Ronaldo scored two crucial goals in the final group game against Hungary and bagged another goal and an assist against Wales in the semi-final. But the Real Madrid superstar was below his best against Iceland, Austria and Croatia, and was particularly wasteful against Poland in the quarter-final.
Then, with less than 25 minutes of the final played, Ronaldo had to be substituted following an injury caused by Dimitri Payet’s overenthusiastic challenge.
With Ronaldo cheerleading from the side-lines, Portugal went on to complete an unlikely triumph, beating France 1-0 in extra-time to secure their first ever European Championship.
Almost as soon as the final whistle blew, Ronaldo supporters were claiming that Portugal’s success represented another blow struck in the battle for supremacy against Messi.
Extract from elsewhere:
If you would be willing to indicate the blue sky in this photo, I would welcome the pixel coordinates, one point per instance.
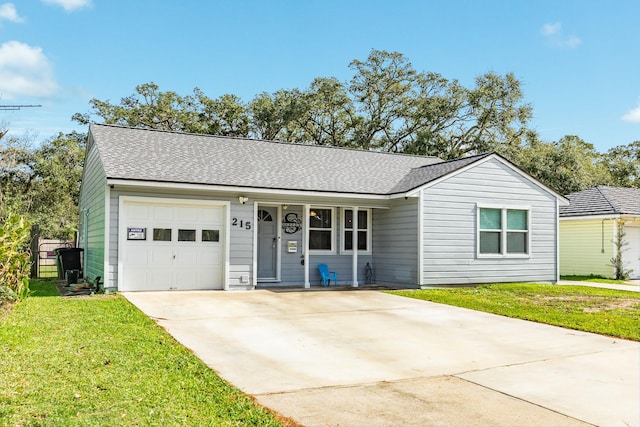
(578, 61)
The Portuguese had succeeded where the Argentinian had failed, in winning a major trophy with his national side.
But when you examine Messi’s individual performances at the Copa, you find that the diminutive Barça wizard was largely excellent, scoring five goals from five appearances and acting pretty much as his nation’s sole attacking threat in the final, with – as was the case in both last year’s Copa América final and the World Cup final in 2014 – Gonzalo Higuaín failing to take advantage of a guilt-edged opportunity in front of goal.
Whereas Ronaldo, understandably considering the long season he’d played in helping Real Madrid win the Champions league, struggled to consistently find his club form for Portugal at the Euros. As brilliant a captain as he’d proven himself to be, his footballing performances were only of the highest standard in flashes.
Does the fact that Higuaín missed another great goal-scoring chance make Messi a worse player? And does the fact that Portugal, with their superbly organised defensive unit, managed to see off France without their best player, make Ronaldo better?
The truth is, both Ronaldo and Messi were just as good the day before their respective finals as they are the day after; two of the greatest players to ever kick a ball. The misfortune of one does not elevate the other, and vice versa.
It is only our own need to impose a hierarchy on the two men which sees us giving undue credence to relatively unrelated occurrences.
It is absolutely conceivable that neither Ronaldo nor Messi would’ve quite reached the heights that they have without one another. Their drive and desire to be the best has inspired each to try to outdo the other, to achieve greater things on an individual, club and international level.
But whenever one of the two wins a certain award, scores a spectacular goal, or lifts a trophy, it should not count as a knock against the other.
Cristiano Ronaldo and Lionel Messi are two phenomenal footballers, and rather than seeking to separate them, they should be appreciated and celebrated together. Otherwise, only when they retire will we realise what we missed while we were too busy keeping score.